I have a dataframe like as shown below
ID,US-Test1,US-Test2,US-Test3
1,11,12,13
2,13,16,18
3,15,19,21
I would like to remove the keyword US -
from all my column names
I tried the below but there should be better way to do this
newNames = {
'US-Test1':'Test1',
'US-Test2':'Test2'
}
df.rename(columns=newNames,inplace=True)
But my real data has 70 plus columns and this is not efficient.
Any regex approach to rename columns based on regex to exclude the pattern and retain only what I want?
I expect my output to be like as shown below
ID,Test1,Test2,Test3
1,11,12,13
2,13,16,18
3,15,19,21
CodePudding user response:
You could use a regex that matches the "US-" at the beginning like this:
df.columns = df.columns.str.replace("^US-", "", regex=True)
It replaces the matching "US-" with an empty string.
Also, if you know the columns that you want to transform you could apply slicing on their names to remove the first 3 characters:
df.columns = df.columns.str.slice(3)
Of course, this will affect columns that do not match your condition (i.e. do not begin with "US-")

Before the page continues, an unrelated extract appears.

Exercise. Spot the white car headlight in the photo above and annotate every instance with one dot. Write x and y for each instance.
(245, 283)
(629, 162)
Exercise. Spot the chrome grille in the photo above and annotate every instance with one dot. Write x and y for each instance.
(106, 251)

CodePudding user response:
There are many ways to solve the problem. In addition to use of regular expression, one possible way is to use list comprehension to get new column names without first 3 characters, as follows:
import pandas as pd
df = pd.DataFrame({
'US-Test1': [11, 13, 15],
'US-Test2': [13, 16, 18],
'US-Test3': [13, 18, 21]
})
new_columns = [col[3:] for col in df.columns]
print(new_columns)
# ['Test1', 'Test2', 'Test3']
df.columns = new_columns
print(df)
Output:
Test1 Test2 Test3
0 11 13 13
1 13 16 18
2 15 18 21